Science and spirit yet again

Let me suggest that ‘Mysticism’ and ‘Reason’ have the same origins and face similar problems, although they can be used to ‘correct’ each other. They work better together than apart, but they are still vulnerable. In particular, they are both vulnerable to social factors and to being used in power struggles

Let me begin by asserting that most human knowledge is fallible. This is a proposition usually agreed to by theologians, philosophers and scientists. They may disagree on what is required to fix the problem, but they agree on the problem

I’d suggest that most people who disagree with this proposition are likely to be destructive, because they will not try to modify their actions to suit the world but the world to suit their ‘truth’. Indeed one of the problems we face is that climate change is being ignored because of the ‘truth’ of the virtues of capitalism. This is a truth which has little reason behind it, but perhaps lots of intuitive/spiritual value

Reason always depends upon either a spiritual vision or intuition or a dogma for its axioms. Axioms exist outside of the field of reason or science. They cannot be proven in themselves, they simply seem obvious. Because the axioms seem obvious they may not even be perceived as axioms they may be seen as reality itself. If the axioms are wrong then reasoning from them will eventually produce incorrect results

Spirituality can give a ‘direct perception’ of the workings of the world. However, this perception can be as wrong (in parts) as the axioms deployed by Reason. Acting on this perception may also not have the results which are intended.

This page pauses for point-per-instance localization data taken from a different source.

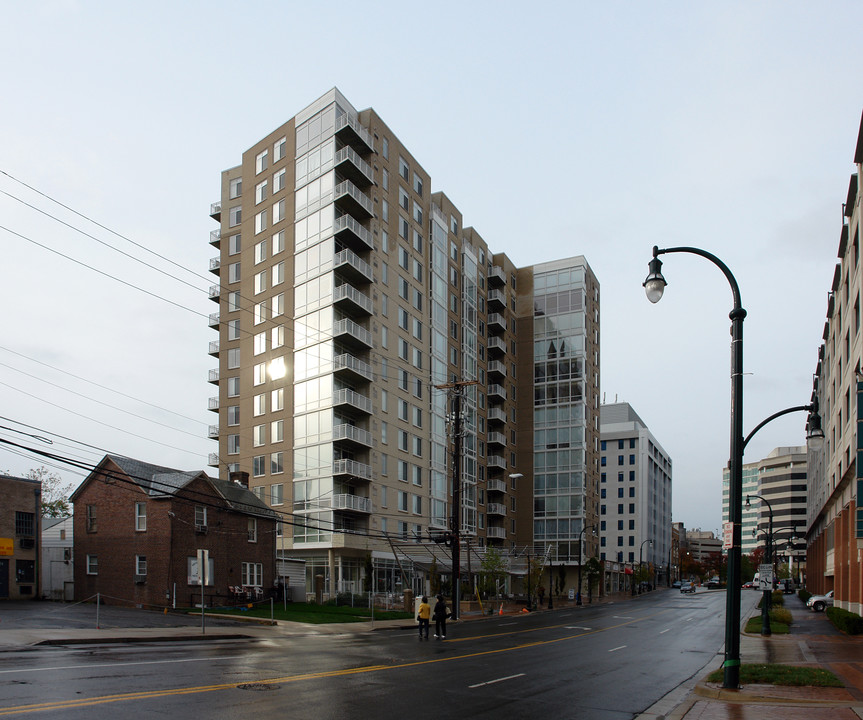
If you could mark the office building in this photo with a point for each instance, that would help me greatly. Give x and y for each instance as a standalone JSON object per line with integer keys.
{"x": 356, "y": 312}
{"x": 635, "y": 493}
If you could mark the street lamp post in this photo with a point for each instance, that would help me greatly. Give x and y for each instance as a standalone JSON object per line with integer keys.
{"x": 654, "y": 286}
{"x": 640, "y": 556}
{"x": 765, "y": 601}
{"x": 580, "y": 548}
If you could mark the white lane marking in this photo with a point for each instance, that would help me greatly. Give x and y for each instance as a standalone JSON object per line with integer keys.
{"x": 143, "y": 662}
{"x": 492, "y": 682}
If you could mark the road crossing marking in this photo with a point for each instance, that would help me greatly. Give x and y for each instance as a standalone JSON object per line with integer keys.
{"x": 492, "y": 682}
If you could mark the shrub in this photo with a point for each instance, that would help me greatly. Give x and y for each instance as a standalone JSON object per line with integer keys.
{"x": 845, "y": 621}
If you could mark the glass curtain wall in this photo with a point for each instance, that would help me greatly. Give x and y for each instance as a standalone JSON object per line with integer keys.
{"x": 559, "y": 410}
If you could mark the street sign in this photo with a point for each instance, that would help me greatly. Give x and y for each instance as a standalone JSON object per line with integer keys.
{"x": 727, "y": 535}
{"x": 765, "y": 577}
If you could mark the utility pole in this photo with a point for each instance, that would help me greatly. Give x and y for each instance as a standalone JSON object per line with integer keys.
{"x": 456, "y": 390}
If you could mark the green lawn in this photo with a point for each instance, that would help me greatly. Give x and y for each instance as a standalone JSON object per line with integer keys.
{"x": 310, "y": 613}
{"x": 756, "y": 674}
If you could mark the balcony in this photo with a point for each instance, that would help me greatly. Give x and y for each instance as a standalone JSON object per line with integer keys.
{"x": 496, "y": 276}
{"x": 347, "y": 295}
{"x": 352, "y": 399}
{"x": 496, "y": 485}
{"x": 496, "y": 415}
{"x": 353, "y": 167}
{"x": 352, "y": 267}
{"x": 352, "y": 434}
{"x": 496, "y": 299}
{"x": 496, "y": 509}
{"x": 349, "y": 131}
{"x": 496, "y": 438}
{"x": 349, "y": 332}
{"x": 357, "y": 470}
{"x": 349, "y": 232}
{"x": 353, "y": 200}
{"x": 496, "y": 345}
{"x": 351, "y": 503}
{"x": 496, "y": 322}
{"x": 498, "y": 392}
{"x": 497, "y": 461}
{"x": 353, "y": 367}
{"x": 497, "y": 368}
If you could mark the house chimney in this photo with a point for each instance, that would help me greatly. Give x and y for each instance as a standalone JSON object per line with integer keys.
{"x": 241, "y": 478}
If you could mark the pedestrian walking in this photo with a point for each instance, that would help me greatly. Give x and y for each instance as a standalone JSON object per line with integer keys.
{"x": 440, "y": 615}
{"x": 423, "y": 615}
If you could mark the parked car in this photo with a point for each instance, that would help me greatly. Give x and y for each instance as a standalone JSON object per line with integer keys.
{"x": 819, "y": 602}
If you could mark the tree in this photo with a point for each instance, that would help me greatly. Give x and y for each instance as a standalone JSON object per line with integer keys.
{"x": 55, "y": 494}
{"x": 493, "y": 570}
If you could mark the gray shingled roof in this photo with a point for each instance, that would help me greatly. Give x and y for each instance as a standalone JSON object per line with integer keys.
{"x": 158, "y": 481}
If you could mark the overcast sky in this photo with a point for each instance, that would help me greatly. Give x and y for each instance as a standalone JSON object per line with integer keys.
{"x": 558, "y": 129}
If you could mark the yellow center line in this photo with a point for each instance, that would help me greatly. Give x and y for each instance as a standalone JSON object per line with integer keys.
{"x": 149, "y": 694}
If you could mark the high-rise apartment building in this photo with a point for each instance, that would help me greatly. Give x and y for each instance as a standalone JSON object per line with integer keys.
{"x": 353, "y": 306}
{"x": 635, "y": 492}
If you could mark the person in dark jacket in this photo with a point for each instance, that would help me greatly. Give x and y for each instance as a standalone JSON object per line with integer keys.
{"x": 440, "y": 616}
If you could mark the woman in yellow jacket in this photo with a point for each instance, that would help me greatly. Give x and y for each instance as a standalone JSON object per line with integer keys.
{"x": 424, "y": 615}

As I have argued previously, modern ideas of ‘Reason’ made their way into the West as part of a spiritual vision that God had made the world in a way which was uncoverable by human thought processes and deduction. God did not cheat and God was not irrational. Reason is based on this intuition/tradition that reality is reasonable and explicable.

There are two big differences between modern patterns of science and traditional patterns of reason.

Firstly scientists try to interact with nature to find out if the conclusions from their theories are the same as expected. The reasonableness of the proposition is not recognised as enough to guarantee its truth. Science demands an open interaction with reality, not with hunches or intuitions – although hunches, intuitions and spiritual experiences, may lead to suspicions the theories do not work, or to new theories (which then need to be tested).

Secondly, scientists frequently attack the axioms of science, or conduct thought experiments to see what would happen if the axioms were different.

Frequently these processes lead to power struggles (scientists are humans, and they work for the State or private enterprise, both of which may have their own non-reasonable drives). However, the ultimate ideal arbiter is the interaction with Nature – the experiment.

One of the axioms of science is that, ideally, the people participating in the experiment should not make a difference to the experimental results. The experiment must be replicable to be true.

Scientists tend to ignore things which are not replicable, not testable or which seem to be personal. This may limit their effectiveness, or their ability to relate to other humans.

Spirituality, especially in an organised form, rarely does any of this. Rather it tends to ignore any inaccuracies and teach them to students, holding that any deviation from the teaching is a problem. It is also expected that different people might get different results depending on their virtue, dedication or whatever. So failure to replicate the experiment is easily explained away as a moral or spiritual failing. Spiritual people tend to include more of what seems to be human, and can thereby seem more persuasive, as we all know that non-replicable, personal events are important to our lives. However, because of this, there is often nothing to decide between different visions other than violence – unless reason or science is admitted into the debate.

So the point is:
Both science and spirituality depend upon an ‘irrational’ intuition, or perception, of the nature of reality.

Scientists tend to deduce things from this intuition/vision and test them in interactions with nature. Testing is built into the discipline. Nature is the final arbiter. They tend to suppress personal factors which are important to people’s lives.

Spiritual people tend not to test their intuitions or perceptions. They accept them as truths, until they are superseded by new visions. They do generally accept and elaborate on personal issues, making those issues relevant and conceivable in life.

Both factors are needed for the whole human.